Notice that the cell state from the previous time step, $C^{(t-1)}$, is modified to get the cell state at the current time step, $C^{(t)}$, without being multiplied directly with any weight factor. 

The flow of information in this memory cell is controlled by some units of computation that we will describe here. In the previous figure, $\odot$ refers to the **element-wise product** (element-wise multiplication) and $\oplus$ means **element-wise summation** (element-wise addition). Furthermore, $x^{(t)}$ refers to the input data at time $t$, and $h^{(t-1)}$ indicates the hidden units at time $t-1$. 

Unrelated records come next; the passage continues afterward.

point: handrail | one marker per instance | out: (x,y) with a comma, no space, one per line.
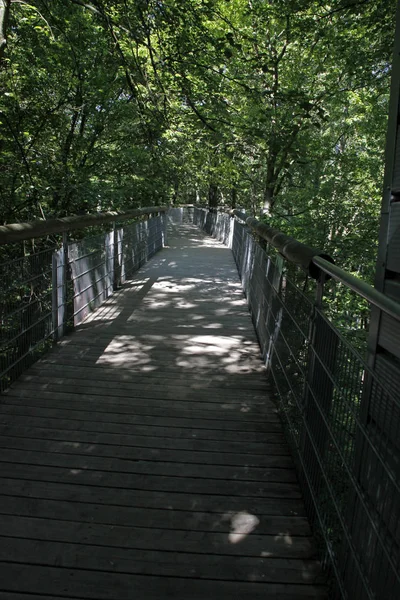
(308,257)
(17,232)
(364,289)
(294,251)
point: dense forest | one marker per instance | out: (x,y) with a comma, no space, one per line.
(276,106)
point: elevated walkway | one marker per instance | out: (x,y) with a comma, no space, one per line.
(143,459)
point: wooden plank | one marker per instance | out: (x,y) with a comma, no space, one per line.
(147,482)
(259,461)
(156,563)
(241,522)
(148,467)
(26,389)
(147,406)
(128,380)
(143,458)
(178,500)
(196,445)
(177,419)
(104,374)
(69,398)
(155,369)
(96,585)
(147,429)
(120,536)
(133,389)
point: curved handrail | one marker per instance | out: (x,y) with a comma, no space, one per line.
(316,262)
(17,232)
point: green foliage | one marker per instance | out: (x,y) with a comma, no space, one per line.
(276,106)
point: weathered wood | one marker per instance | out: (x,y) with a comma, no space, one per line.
(147,499)
(111,416)
(148,482)
(158,563)
(98,585)
(150,468)
(256,461)
(143,458)
(155,517)
(188,444)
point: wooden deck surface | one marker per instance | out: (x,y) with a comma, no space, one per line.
(142,458)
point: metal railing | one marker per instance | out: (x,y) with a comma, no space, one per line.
(51,283)
(342,417)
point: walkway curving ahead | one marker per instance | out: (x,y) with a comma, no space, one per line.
(142,458)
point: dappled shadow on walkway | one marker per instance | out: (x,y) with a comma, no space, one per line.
(143,457)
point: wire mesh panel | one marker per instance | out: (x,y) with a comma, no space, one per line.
(44,293)
(342,421)
(91,267)
(25,310)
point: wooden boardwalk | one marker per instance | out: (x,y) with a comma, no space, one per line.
(142,458)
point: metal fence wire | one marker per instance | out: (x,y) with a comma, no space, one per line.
(46,292)
(342,420)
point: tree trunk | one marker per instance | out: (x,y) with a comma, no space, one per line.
(233,197)
(213,196)
(4,14)
(268,200)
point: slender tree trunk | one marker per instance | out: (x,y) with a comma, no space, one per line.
(233,197)
(213,196)
(4,15)
(268,200)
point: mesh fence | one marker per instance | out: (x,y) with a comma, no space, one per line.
(46,292)
(342,421)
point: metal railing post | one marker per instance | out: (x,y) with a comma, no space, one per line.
(116,265)
(64,282)
(54,294)
(165,221)
(319,388)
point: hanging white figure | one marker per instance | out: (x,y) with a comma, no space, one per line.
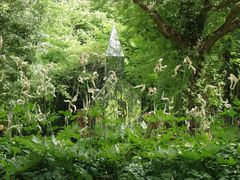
(159,67)
(165,98)
(234,80)
(142,86)
(152,91)
(1,42)
(176,70)
(209,86)
(188,61)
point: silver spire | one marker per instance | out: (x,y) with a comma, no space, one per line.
(114,47)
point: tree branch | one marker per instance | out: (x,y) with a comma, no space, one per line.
(231,23)
(166,30)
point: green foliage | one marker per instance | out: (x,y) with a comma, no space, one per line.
(52,61)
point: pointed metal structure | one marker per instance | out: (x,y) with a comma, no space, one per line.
(114,55)
(114,47)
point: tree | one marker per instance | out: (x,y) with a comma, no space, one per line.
(195,37)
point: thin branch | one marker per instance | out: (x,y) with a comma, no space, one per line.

Four boxes are indicated with an activation function, either the sigmoid function ($\sigma$) or hyperbolic tangent (tanh), and a set of weights; these boxes apply linear combination by performing matrix-vector multiplications on their input. These units of computation with sigmoid activation functions, whose output units are passed through $\odot$, are called **gates**. 

In an LSTM cell, there are three different types of gates, known as the forget gate, the input gate, and the output gate: 

* The **forget gate ($f_t$)** allows the memory cell to reset the cell state without growing indefinitely. In fact, the forget gate decides which information is allowed to go through and which information to suppress. Now, $f_t$ is computed as follows: $f_t = \sigma(W_{xf}x^{(t)} + W_{hf}h^{(t-1)} + b_f)$. Note that the forget gate was not part of the original LSTM cell; it was added a few years later to improve the original model. 
* The **input gate ($i_t$)** and input nodes ($g_t$) are responsible for updating the cell state. They are computed as follows: $i_t = \sigma(W_{xi}x^{(t)} + W_{hi}h^{(t-1)} + b_i)$ and $g_i = tanh(W_{xg}x^{(t)} + W_{hg}h^{(t-1)} + b_g)$. The cell state at time $t$ is computed as follows: $C^{(t)} = (C^{t-1} \odot f_t) \oplus (i_t \odot g_t)$. 
* The **output gate ($o_t$)** decides how to update the values of hidden units: $o_t = \sigma(W_{xo}x^{(t)} + W_{ho}h^{(t-1)} + b_o)$. Given this, the hidden units at the current time step are computed as follows: $h^{(t)} = o_t \odot tanh(C^{(t)})$. 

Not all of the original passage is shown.